Poem by Nikiforos Vrettakos PΟΔΟΝ ΤΟ ΑΜΑΡΑΝΤΟΝ: translation help

This is the text:

Ἀπὸ νερὸ κι' ἀπὸ χῶμα εἶν' οἱ λέξεις μου, ζυμωμένες
μὲ μπόλικον ἥλιο, μὲ μπόλικη ἀγάπη.
Ὅλες μου οἱ δύσες μὲ βρίσκουν νὰ κοιτάζω τόν οὐρανό μέ λάσπες στά δάχτυλα.
Χτίζω τὴν πολιτεία μὲ τὸ χαμόγελο.
Χτίζω τὴν πολιτεία μὲ τὴν καρδιά.
Χτίζω τὴν πολιτεία μὲ τὰ παιδιά ποὺ θὰ ’ναι ὅλα δικά σου.
Ποὺ ὅταν νυχτώνει θὰ τοὺς πιάνεις τὸ σφυγμὸ καὶ θὰ τὰ νοιάζεσαι.
Ποὺ τὴν αὐγὴ θὰ τοὺς φορεῖς τὰ τριανταφυλλένια τους
καὶ βγάζοντάς τα στὴ σειρά, κάτω ἀπ’ τὰ χελιδόνια,
θὰ τὰ πηγαίνεις στὸ ποτάμι ποὺ θὰ τρέχει ὁ ἥλιος.


This is my attempt at translation for some friends who sent it from Tinos for me to translate. This is how I fared ( the things I am not sure about are in bold type):-


My words are made of water and soil, kneaded
with much sun, with much love.
All my sunsets find me looking at the sky with muddy fingers.
I build the state with a smile.
I build the state with my heart.
I build the state with the children all of whom will be yours.
That when night falls you will take their pulse and care for them.
At dawn you will bear their things soft as rose petals
and washing them in a row
, under the swallows,
you will take them to the river where the sun will run.
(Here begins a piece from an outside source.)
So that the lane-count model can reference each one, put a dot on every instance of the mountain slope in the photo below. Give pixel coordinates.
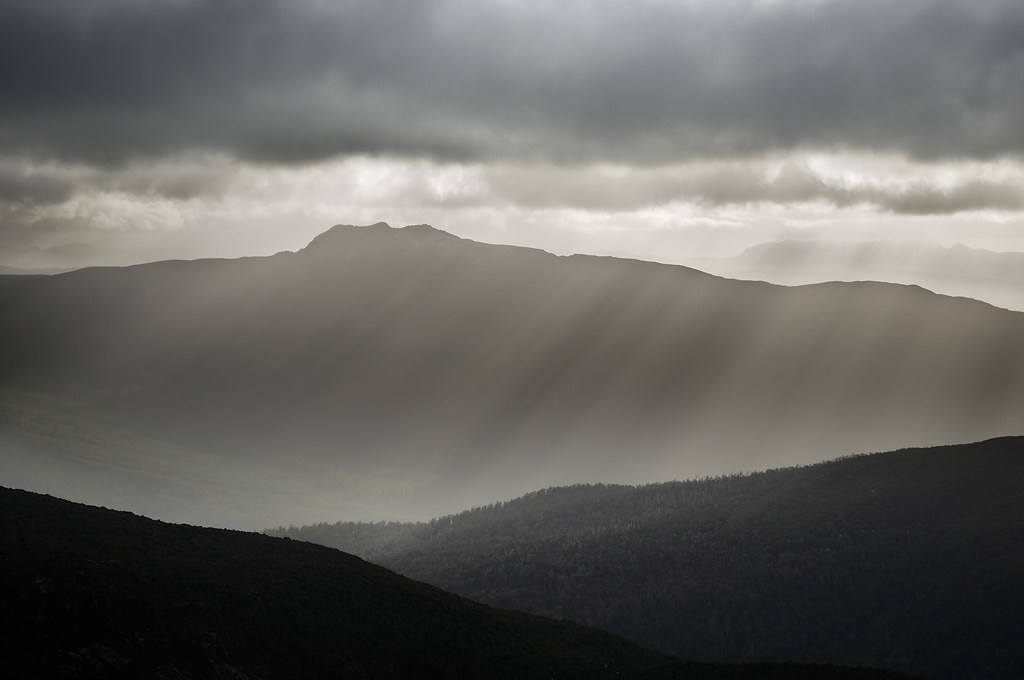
(92, 593)
(994, 278)
(907, 560)
(449, 372)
Can any colleague suggest improvements to these and indeed any other lines.
 
Ποὺ τὴν αὐγὴ θὰ τοὺς φορεῖς τὰ τριανταφυλλένια τους
καὶ βγάζοντάς τα στὴ σειρά,
...
At dawn you will bear their things soft as rose petals
and washing them in a row
,

At dawn you will dress them with their rosy attire
and leading them in a row,

Imagine a duck with her ducklings in a row.
 
Politeia here is simply the city (preferably a bright, impressive, attractive one, a space enviable for the life one can lead there).
 
Thanks, Earion. Rather like the traditional Athenian polis. Aristotle’s, perhaps misunderstood statement, a version of which he gives three times. Here is his statement in the Politica: 1, 1253a:- ….. “therefore it is clear that the city-state is a natural growth, and that man is by nature a political animal, and a man that is by nature and not merely by fortune cityless is either low in the scale of humanity or above it (like the “ clanless, lawless, hearthless” man, reviled by Homer, for one by nature unsocial is also ‘a lover of war’ inasmuch as he is solitary, like an isolated piece at draughts. And why man is a political animal in a greater measure than any bee or any gregarious animal is clear. For nature, as we declare, does nothing without purpose; and man alone of the animals possesses speech”.
I think that Aristotle means that a human being is one that lives in a polis, a city state, i.e. a social creature. Perhaps it is fitting to point out, as C.S. Lewis does that all the great tyrants and conquerors have been monotonously the same: but the saints gloriously different. There are exceptions, of course, like Alexander the Great and Napoleon but look at the tyrants of today. And the above quotation about the ‘clanless, lawless, hearthless man’ and ‘a lover of war‘ is worth pondering on!